Le nom de George Washington est inséparable de l’Amérique, et pas seulement de l’histoire de la nation. Il identifie dinnombrables rues, bâtiments, montagnes, ponts, monuments, villes et personnes.
Curieusement, la plupart de ces personnes sont noires. Le recensement américain de 2000 a dénombré 163 036 personnes portant le nom de famille Washington. Quatre-vingt-dix pour cent dentre eux étaient des Afro-Américains, un pourcentage de Noirs bien plus élevé que pour tout autre nom commun.
Lhistoire de la façon dont Washington est devenu le « nom le plus noir » commence par lesclavage et prend un virage serré après la guerre civile, lorsque tous les Noirs ont obtenu la dignité dun nom de famille.
Même avant lémancipation, de nombreux Noirs asservis ont choisi leurs propres noms pour établir leur identité. Par la suite, certains historiens théorisent, un grand nombre de Noirs ont choisi le nom de Washington pour affirmer leur liberté.
Le président Washington, né il y a 279 ans le 22 février, avait une relation complexe avec lesclavage qui fait écho dans la noirceur de son nom aujourdhui.
Son arrière-grand-père, John, est arrivé en Virginie dAngleterre en 1656. John a épousé la fille dun homme riche et a finalement possédé plus de 5 000 acres, selon la nouvelle biographie «Washington: A Life», de Ron Chernow.
Avec la terre, George a hérité de 10 hum un être de son père.
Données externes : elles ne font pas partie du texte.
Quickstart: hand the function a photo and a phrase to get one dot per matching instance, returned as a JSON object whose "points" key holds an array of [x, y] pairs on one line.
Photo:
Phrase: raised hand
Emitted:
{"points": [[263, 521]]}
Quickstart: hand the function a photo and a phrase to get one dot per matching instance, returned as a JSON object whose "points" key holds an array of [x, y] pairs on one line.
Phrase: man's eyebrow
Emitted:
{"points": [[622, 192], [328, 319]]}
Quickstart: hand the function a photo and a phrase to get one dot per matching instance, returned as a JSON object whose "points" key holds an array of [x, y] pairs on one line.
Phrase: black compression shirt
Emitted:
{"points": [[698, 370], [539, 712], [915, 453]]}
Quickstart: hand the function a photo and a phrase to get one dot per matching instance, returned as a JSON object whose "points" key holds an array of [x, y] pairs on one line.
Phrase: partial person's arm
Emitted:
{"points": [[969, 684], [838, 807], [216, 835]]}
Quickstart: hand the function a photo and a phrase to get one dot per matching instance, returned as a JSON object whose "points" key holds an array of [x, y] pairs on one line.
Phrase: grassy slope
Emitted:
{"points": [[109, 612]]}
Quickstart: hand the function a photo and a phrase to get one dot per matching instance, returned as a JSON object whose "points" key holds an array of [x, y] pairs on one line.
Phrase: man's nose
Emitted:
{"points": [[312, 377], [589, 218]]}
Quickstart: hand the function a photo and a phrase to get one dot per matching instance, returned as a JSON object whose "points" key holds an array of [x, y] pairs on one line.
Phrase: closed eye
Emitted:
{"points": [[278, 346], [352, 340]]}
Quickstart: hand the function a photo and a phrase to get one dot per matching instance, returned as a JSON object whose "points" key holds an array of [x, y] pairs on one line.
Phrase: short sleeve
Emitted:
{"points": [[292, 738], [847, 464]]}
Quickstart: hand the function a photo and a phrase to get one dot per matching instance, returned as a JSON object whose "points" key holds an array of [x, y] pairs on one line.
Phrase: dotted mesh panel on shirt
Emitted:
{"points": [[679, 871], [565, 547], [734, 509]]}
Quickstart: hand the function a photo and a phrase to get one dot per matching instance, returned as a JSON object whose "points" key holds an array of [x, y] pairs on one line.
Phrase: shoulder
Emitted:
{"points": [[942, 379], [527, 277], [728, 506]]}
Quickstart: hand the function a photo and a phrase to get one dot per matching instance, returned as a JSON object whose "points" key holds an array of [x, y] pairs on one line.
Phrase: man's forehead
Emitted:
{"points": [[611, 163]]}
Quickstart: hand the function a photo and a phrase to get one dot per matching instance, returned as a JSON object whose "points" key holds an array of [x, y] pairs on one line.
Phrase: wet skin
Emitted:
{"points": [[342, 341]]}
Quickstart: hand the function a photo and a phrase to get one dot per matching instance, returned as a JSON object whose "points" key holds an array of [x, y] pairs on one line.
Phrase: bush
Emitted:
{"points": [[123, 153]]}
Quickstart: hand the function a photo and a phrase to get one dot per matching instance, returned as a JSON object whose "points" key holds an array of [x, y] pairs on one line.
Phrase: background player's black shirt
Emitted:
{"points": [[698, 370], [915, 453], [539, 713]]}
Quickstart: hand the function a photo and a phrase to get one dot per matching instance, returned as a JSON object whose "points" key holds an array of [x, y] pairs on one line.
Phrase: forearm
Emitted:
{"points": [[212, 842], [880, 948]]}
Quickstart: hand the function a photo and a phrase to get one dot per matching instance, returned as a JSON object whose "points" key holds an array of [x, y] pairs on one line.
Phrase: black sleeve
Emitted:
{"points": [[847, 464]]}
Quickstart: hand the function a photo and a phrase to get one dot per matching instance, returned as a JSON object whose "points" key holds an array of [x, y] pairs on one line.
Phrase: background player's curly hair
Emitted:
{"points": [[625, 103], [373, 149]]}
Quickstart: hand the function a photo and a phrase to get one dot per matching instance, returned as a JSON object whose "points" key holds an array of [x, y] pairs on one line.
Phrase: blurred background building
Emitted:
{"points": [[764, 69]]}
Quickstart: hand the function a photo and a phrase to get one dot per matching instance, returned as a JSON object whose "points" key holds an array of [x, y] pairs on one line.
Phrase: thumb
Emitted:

Il a gagné plus grâce à son mariage avec une veuve riche et a acheté encore plus de Noirs réduits en esclavage pour travailler les terres quil a amassées agressivement. Mais au fil des décennies, alors quil reconnaissait la contradiction de lesclavage avec les libertés de la nouvelle nation, Washington sest opposé à la servitude humaine.
Pourtant, «les esclaves étaient la base de sa fortune», et il ne voulait pas sen séparer , A déclaré Chernow dans une interview.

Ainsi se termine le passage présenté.